Terça-feira, 19 de Maio de 2009
Temos de ir...

 

     A pouco e pouco percebi que as coisas começam a fazer mais sentido. No meio deste desnorte, ainda tenho, como diz a canção, vidas para acompanhar. Pessoas que dependem de mim para levar a sua vida em frente. Pessoas que, no fundo, me ajudam a levar a minha vida em frente. Seres a quem preparo as refeições, a quem cuido da roupa, a quem tenho de levar ao médico, a quem tenho, enfim, de amparar. E seguir a par...

    Mas, acima de tudo, apercebi-me de uma coisa que me preocupou muito. Que o meu filho anda mais triste e mais distraído, na escola parece mais alheado. De alguma forma, ter ficado sem a sua avozinha estará a afectá-lo, a professora diz-me para lhe dar um pouquinho de tempo e ajudá-lo a digerir tudo isto.  Mas também há culpas minhas...

     Porque nos últimos tempos não temos brincado. Não lhe tenho lido histórias. Não temos ido ao Mcdonald's. Não temos ido jogar à bola para o parque ou até mesmo na estrada. Não temos ido aos matraquilhos. Nunca mais fomos ver comboios...

     Tenho de voltar. Já fomos mandar pedras ao rio, já é um começo. Tenho de atirar fora o adormecimento e a vontade de estar sozinho. Tenho de ser o companheiro dele para as máfias e as malandrices. Temos de ir ver casinhas de formigas. Temos de ir ver o mar e esperar pelo por do sol. Porque simplesmente não tenho o direito de me fechar até para ele...

     Temos de ir, filho. Vou ajudar-te a seguir em frente porque sei que isso me ajudará a mim. E se eu já sou velho nestas artes de tristeza, tu ainda estás a começar. Estava-me a esquecer de brincar contigo como antes, relembrei ontem quando deitaste a cabeça no meu braço e eu te li a história da Carochinha e do João Ratão. E riste a bom rir, como eu gosto de ouvir...

     E hoje? Ok, uma pizza que um dia não são dias e uma matraquilhada para matar saudades, amanhã não há escola de manhã e eu vou fazer gazeta ao trabalho. Para dormir até mais tarde e depois brincar um bocadito ou jogar uma futebolada. Cá vamos...
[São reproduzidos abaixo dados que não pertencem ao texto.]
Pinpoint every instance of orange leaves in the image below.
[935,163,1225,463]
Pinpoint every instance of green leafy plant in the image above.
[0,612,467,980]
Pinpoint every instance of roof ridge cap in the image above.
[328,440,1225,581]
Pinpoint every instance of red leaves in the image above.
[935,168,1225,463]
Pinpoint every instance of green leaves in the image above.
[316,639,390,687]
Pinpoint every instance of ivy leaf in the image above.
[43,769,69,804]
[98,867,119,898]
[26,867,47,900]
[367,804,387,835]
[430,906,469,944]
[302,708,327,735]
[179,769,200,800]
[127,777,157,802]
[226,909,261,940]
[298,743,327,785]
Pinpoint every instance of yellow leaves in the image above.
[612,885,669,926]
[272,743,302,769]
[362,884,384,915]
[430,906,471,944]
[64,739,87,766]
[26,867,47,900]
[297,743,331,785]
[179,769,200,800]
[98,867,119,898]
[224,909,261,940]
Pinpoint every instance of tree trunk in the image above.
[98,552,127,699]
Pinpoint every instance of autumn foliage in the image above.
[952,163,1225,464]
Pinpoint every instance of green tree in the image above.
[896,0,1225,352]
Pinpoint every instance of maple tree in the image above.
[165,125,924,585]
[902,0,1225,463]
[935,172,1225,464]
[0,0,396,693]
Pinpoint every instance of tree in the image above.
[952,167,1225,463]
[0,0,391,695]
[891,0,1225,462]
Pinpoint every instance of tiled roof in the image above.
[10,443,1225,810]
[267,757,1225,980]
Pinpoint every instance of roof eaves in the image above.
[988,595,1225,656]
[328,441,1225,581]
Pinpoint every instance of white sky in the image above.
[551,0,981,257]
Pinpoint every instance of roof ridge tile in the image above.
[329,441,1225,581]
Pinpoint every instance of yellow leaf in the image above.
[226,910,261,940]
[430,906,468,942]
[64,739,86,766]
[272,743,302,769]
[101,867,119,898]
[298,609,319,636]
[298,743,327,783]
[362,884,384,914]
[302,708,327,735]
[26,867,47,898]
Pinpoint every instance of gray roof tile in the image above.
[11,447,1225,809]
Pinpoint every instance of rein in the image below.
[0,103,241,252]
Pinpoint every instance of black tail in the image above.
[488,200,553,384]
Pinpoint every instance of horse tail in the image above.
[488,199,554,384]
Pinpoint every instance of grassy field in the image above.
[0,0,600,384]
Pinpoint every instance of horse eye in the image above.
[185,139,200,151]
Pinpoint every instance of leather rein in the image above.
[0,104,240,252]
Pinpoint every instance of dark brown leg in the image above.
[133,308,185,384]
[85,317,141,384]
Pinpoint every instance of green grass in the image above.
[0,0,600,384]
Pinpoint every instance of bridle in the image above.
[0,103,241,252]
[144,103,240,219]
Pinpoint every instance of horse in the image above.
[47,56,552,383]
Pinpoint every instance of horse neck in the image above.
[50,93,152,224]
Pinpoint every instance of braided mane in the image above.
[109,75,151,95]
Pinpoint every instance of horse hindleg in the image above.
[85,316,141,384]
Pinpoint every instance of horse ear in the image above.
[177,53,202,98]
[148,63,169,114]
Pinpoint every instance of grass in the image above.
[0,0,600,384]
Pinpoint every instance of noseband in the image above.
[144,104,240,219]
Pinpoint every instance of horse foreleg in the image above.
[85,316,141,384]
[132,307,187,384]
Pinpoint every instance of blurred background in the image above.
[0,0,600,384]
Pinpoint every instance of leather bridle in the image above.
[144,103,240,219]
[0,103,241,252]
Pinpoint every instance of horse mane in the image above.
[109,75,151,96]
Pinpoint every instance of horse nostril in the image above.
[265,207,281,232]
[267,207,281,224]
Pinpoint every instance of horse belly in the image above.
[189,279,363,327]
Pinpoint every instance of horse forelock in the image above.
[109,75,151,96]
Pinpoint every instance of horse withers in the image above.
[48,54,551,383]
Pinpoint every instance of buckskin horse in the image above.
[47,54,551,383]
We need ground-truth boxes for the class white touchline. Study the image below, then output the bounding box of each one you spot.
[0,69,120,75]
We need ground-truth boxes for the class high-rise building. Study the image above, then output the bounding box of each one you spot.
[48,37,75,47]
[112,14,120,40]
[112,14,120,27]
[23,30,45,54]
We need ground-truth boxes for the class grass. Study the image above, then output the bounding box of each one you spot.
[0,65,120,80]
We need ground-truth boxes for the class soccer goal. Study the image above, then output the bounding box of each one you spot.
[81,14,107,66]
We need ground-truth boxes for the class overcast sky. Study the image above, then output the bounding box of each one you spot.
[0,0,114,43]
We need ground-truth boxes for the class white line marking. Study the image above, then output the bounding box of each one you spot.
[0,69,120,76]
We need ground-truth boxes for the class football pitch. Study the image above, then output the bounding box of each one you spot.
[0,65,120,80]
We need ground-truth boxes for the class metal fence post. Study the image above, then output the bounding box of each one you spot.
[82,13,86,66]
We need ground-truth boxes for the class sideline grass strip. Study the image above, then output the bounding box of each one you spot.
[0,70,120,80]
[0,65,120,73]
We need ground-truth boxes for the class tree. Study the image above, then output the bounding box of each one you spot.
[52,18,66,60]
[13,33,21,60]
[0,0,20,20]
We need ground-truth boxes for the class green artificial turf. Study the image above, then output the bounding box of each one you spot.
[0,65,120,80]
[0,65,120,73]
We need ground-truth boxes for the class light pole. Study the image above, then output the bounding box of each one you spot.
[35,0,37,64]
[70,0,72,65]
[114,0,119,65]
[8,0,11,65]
     É. Tenho mesmo vidas para acompanhar...

 

 



vadiado por homem de negro às 18:58
Ligação vadia | Vadia para mim

10 comentários:
De Lobaaaaaaaaaaaaaaaaaaaaaa a 1 de Junho de 2009 às 22:52
Já brincaste hoje?

Um beijo.


De ladymagenta a 30 de Maio de 2009 às 18:48
Entre o sono e sonho,
Entre mim e o que em mim
É o quem eu me suponho
Corre um rio sem fim.

Passou por outras margens,
Diversas mais além,
Naquelas várias viagens
Que todo o rio tem.
Chegou onde hoje habito
A casa que hoje sou.
Passa, se eu me medito;
Se desperto, passou.

E quem me sinto e morre
No que me liga a mim
Dorme onde o rio corre -
Esse rio sem fim.

Fernando Pessoa – Cancioneiro


beijo vadio...e força...


De Mónica Carvalho a 29 de Maio de 2009 às 20:15
e nós sabemos o bem que nos faz ouvi-los a RIR, as mágoas que aquelas gargalhadas, que aqueles mimos que nos dão, que o brilho do olhar deles apaga!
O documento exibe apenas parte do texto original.